After applying either method above, run EXPLAIN ANALYZE again:

Fragment 2 [HASH]
    Output: 96 rows (864B), PeakMemory: 12MB, WallTime: 4.27us, Input: 15000025 rows (200.27MB); per task: avg.: 2500004.17 std.dev.: 2410891.74
    Output layout: [count_0_2]
    Output partitioning: SINGLE []
    Aggregate(PARTIAL)
    │   Outputs: [count_0_2:bigint]
    │   Estimates: {rows: ? (?)}
    │   Output: 192 rows (1.69kB), PeakMemory: 456B (0.00%), WallTime: 5.31ms (0.08%)
    │   count_2 := count(*)
    └─ RIGHT Join[(`c_nationkey` = `n_nationkey`)][$hashvalue, $hashvalue_0_4]
       │   Outputs: []
       │   Estimates: {rows: 15000000 (0B)}
       │   Output: 15000025 rows (350B), PeakMemory: 889KB (3.31%), WallTime: 3.15s (48.66%)

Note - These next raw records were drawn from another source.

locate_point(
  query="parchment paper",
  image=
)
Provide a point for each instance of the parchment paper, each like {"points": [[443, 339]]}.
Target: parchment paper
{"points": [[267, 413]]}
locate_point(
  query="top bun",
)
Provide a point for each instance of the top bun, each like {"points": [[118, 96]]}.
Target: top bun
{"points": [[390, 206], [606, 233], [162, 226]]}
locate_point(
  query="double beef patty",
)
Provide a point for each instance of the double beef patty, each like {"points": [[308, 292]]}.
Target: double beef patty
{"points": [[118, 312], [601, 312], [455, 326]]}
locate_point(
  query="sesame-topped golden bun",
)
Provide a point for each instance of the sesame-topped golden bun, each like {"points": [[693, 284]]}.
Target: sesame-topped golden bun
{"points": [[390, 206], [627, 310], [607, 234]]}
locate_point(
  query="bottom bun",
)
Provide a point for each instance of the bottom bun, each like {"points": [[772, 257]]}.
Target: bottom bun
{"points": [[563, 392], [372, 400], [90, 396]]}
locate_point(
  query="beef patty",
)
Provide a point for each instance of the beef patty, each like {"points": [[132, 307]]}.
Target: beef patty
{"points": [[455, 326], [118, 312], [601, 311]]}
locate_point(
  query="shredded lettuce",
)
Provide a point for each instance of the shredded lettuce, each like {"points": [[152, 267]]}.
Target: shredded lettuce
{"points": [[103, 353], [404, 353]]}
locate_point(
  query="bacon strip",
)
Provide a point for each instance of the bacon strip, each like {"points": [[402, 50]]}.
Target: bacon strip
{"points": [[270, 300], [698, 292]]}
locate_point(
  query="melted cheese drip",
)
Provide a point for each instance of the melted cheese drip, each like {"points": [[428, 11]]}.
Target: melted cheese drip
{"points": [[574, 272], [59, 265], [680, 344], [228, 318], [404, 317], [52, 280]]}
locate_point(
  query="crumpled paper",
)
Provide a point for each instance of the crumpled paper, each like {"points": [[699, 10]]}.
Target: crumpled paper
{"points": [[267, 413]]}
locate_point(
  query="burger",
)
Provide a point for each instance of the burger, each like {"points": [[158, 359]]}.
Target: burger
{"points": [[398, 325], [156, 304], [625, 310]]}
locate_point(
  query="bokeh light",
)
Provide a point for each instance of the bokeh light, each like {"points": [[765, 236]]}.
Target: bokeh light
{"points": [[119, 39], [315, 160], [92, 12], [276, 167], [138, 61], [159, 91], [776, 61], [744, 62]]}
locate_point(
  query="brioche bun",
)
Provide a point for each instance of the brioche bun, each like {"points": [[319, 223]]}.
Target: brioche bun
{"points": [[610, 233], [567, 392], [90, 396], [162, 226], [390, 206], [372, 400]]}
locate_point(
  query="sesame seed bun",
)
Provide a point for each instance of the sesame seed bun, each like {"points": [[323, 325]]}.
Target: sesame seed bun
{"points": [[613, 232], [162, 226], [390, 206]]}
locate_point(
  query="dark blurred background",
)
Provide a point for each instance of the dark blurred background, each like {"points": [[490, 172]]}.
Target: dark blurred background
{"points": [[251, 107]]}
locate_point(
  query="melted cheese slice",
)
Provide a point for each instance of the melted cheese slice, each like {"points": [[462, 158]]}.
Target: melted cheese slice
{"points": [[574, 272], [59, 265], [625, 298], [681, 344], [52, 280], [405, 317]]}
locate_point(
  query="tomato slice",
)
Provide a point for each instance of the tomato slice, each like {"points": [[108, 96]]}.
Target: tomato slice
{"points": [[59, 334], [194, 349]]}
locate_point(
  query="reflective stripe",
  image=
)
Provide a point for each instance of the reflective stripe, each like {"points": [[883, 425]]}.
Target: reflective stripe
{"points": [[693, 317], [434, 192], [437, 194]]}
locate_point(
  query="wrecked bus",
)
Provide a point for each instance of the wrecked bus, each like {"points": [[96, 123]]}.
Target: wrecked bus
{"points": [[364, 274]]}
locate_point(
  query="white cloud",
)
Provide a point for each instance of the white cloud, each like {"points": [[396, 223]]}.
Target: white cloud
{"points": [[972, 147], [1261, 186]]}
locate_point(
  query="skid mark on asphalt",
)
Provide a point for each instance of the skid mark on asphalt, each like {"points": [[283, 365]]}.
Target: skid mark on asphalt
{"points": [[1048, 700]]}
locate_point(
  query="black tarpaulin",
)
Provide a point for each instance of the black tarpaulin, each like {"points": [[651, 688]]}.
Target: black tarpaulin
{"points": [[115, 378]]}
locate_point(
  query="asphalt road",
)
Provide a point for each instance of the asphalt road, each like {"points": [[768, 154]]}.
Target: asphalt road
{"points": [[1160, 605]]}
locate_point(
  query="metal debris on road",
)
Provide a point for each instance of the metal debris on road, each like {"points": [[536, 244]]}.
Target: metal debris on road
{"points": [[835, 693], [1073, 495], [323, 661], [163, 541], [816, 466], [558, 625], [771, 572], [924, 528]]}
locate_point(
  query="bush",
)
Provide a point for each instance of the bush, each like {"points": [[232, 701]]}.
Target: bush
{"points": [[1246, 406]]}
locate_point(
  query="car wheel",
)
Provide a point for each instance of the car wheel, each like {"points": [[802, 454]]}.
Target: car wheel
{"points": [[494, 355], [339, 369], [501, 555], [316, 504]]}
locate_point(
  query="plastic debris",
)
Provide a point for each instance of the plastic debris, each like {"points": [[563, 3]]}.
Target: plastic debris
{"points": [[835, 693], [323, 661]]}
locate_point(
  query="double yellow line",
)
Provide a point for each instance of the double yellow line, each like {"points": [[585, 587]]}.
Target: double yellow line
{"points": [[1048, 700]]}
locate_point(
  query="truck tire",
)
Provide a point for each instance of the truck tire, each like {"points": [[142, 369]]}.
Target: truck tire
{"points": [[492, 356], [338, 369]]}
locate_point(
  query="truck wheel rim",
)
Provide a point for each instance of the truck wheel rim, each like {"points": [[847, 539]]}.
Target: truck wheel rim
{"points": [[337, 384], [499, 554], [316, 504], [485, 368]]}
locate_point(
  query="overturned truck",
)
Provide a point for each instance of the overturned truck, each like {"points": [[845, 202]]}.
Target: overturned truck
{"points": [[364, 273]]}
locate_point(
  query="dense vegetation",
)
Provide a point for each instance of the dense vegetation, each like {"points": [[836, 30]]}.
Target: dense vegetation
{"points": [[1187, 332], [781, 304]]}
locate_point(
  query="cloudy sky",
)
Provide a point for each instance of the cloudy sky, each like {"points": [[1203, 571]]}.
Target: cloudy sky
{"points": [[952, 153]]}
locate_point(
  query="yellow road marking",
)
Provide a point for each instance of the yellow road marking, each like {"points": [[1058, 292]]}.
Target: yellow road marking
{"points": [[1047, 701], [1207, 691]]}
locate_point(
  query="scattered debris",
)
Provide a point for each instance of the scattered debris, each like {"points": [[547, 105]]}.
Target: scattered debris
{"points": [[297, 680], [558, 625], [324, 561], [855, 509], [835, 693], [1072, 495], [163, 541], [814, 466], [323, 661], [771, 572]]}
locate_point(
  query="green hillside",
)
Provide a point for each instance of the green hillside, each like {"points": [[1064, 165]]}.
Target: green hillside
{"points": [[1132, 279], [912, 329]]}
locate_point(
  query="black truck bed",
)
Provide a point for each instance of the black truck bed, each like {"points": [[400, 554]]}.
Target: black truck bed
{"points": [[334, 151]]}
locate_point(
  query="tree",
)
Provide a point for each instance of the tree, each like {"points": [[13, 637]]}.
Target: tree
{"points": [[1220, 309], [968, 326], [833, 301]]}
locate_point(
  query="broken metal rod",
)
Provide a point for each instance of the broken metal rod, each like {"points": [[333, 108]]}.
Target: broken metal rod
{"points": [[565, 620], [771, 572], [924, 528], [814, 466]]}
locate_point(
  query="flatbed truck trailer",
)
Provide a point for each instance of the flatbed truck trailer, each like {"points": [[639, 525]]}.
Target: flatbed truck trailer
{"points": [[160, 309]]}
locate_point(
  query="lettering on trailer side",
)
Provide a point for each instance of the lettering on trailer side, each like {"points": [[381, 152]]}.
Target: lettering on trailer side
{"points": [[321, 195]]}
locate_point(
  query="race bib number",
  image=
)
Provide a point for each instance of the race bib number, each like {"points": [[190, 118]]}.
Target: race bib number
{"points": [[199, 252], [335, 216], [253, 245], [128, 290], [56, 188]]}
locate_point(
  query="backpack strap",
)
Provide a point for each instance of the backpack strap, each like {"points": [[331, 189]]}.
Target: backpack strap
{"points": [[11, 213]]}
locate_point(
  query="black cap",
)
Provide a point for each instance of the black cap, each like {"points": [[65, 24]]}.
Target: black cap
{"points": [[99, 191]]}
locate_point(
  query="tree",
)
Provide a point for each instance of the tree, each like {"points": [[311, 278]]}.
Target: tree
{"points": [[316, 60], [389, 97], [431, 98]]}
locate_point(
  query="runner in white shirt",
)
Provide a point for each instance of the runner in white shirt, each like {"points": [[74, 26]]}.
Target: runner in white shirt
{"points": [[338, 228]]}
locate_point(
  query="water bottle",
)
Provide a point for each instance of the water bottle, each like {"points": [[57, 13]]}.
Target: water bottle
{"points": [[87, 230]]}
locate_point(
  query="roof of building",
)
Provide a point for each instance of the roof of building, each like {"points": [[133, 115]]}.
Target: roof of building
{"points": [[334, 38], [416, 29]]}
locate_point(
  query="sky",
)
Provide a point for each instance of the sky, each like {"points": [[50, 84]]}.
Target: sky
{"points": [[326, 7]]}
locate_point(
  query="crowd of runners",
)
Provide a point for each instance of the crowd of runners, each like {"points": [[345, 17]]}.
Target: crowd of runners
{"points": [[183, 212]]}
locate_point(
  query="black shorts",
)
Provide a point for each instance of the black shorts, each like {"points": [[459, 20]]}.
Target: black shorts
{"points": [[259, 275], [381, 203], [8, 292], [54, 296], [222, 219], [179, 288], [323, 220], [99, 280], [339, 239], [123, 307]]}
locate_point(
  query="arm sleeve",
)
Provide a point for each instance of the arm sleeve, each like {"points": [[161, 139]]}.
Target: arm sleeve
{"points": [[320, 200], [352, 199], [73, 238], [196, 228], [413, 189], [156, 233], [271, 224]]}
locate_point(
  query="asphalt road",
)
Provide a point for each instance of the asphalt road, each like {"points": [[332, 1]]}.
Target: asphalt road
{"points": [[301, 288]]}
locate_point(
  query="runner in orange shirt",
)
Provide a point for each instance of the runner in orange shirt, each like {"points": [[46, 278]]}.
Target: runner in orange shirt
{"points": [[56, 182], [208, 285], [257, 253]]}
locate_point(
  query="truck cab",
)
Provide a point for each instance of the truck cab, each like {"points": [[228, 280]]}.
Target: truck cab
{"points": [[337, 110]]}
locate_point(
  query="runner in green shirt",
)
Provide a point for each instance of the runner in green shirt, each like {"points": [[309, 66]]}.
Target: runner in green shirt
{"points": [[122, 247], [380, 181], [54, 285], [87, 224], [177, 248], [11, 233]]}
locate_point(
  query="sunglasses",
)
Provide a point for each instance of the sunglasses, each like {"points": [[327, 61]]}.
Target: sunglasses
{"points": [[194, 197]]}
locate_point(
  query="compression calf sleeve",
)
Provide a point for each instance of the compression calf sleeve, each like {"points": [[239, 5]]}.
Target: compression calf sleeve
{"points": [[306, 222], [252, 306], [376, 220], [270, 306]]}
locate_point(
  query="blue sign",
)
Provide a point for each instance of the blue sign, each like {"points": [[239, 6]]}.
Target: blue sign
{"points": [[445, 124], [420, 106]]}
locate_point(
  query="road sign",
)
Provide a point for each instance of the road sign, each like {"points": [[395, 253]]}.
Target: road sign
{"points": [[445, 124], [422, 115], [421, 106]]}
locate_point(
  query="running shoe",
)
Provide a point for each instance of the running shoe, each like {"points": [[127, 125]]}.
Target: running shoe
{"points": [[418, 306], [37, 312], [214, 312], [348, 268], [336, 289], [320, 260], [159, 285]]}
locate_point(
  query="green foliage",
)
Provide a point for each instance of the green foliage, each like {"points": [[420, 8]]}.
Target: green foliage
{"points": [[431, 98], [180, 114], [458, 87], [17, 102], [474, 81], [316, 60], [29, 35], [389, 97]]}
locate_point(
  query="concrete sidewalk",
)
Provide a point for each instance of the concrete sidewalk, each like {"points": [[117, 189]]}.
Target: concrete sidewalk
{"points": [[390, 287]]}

       │   Left (probe) Input avg.: 312500.00 rows, Input std.dev.: 380.00%
       │   Right (build) Input avg.: 0.52 rows, Input std.dev.: 379.96%
       │   Distribution: PARTITIONED
       ├─ RemoteSource[3]
       │      Outputs: [c_nationkey:integer, $hashvalue:bigint]
       │      Estimates:
       │      Output: 15000000 rows (200.27MB), PeakMemory: 3MB (15.07%), WallTime: 634.81ms (9.81%)
       │      Input avg.: 312500.00 rows, Input std.dev.: 380.00%
       └─ LocalExchange[HASH][$hashvalue_0_4] ("n_nationkey")
          │   Outputs: [n_nationkey:integer, $hashvalue_0_4:bigint]
          │   Estimates: {rows: 25 (100B)}
          │   Output: 50 rows (700B), PeakMemory: 461KB (1.71%), WallTime: 942.37us (0.01%)
          └─ RemoteSource[4]
                 Outputs: [n_nationkey:integer, $hashvalue_0_5:bigint]
                 Estimates:
                 Output: 25 rows (350B), PeakMemory: 64KB (0.24%), WallTime: 76.34us (0.00%)
                 Input avg.: 0.52 rows, Input std.dev.: 379.96%

The execution plan now shows a RIGHT Join operator. PeakMemory drops from 515 MB to 889 KB—a reduction of over 99%. The small nation table (25 rows) is now on the build side, and the large customer table probes the hash table.